Most people acknowledge the prominence of economic factors as motivators of individual effort and creativity. But, commonly acknowledged or not, transcendental ends never seem to be too far from the consciousness of humans, as the history of human literature, art, philosophy, science and theology, for example, makes clear. The unsurprising outcome of this tradition is a formulation of an anthropology widely accepted that “economic man” would not completely satisfy. But it is this anthropology that forms of governance must serve, not the “economic man” anthropology.

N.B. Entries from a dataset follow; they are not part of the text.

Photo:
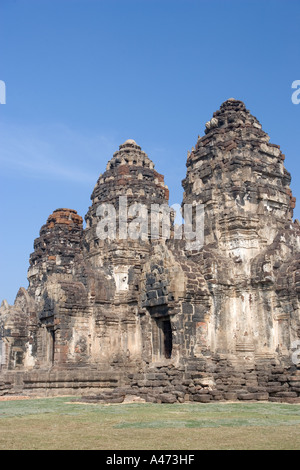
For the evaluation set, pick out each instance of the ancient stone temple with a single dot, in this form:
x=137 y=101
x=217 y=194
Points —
x=113 y=311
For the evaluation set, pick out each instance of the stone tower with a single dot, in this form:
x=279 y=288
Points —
x=111 y=311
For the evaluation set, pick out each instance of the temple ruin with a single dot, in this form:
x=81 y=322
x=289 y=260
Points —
x=162 y=319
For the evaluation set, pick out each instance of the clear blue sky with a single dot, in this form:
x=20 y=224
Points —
x=82 y=76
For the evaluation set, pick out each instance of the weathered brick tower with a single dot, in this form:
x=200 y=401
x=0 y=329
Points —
x=156 y=317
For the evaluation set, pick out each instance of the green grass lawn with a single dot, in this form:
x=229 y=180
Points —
x=59 y=423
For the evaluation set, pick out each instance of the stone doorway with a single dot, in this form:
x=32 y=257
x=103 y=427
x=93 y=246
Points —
x=162 y=339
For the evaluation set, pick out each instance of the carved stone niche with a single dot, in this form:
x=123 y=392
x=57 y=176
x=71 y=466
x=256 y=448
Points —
x=162 y=336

Not to detract from or overstretch Mr. Erlinger's insightful comments, a case in point might well be found in the history of U.S. rationales for supporting "development" initiatives, especially in Latin America and other parts of the Third World. Neoclassical versions of economic development are based on efficiencies whose intent is to minimize human labor as a factor of production. The measure of thumb would usually be the less labor, the greater the efficiency. This reasoning has led to generations of isolating work from social life. One telling impact on developing societies has been the introduction of multi-national extractive industrial activity, justified usually as a force for development and modernization. But, as analysts like Baran, Samir Amin, and other dependency theorists, particularly from Latin America, have argued, the effects have been socially and politically deleterious. In the extreme, interventions by US authorities over the past century have not always been "soft" development projects. They have been buttressed by "gunboat diplomacy" and outright invasions, the fruits of which we see today at our southern border. When "economic man" is divorced from the context into which he/she is born and raised, displacement and violent repression results.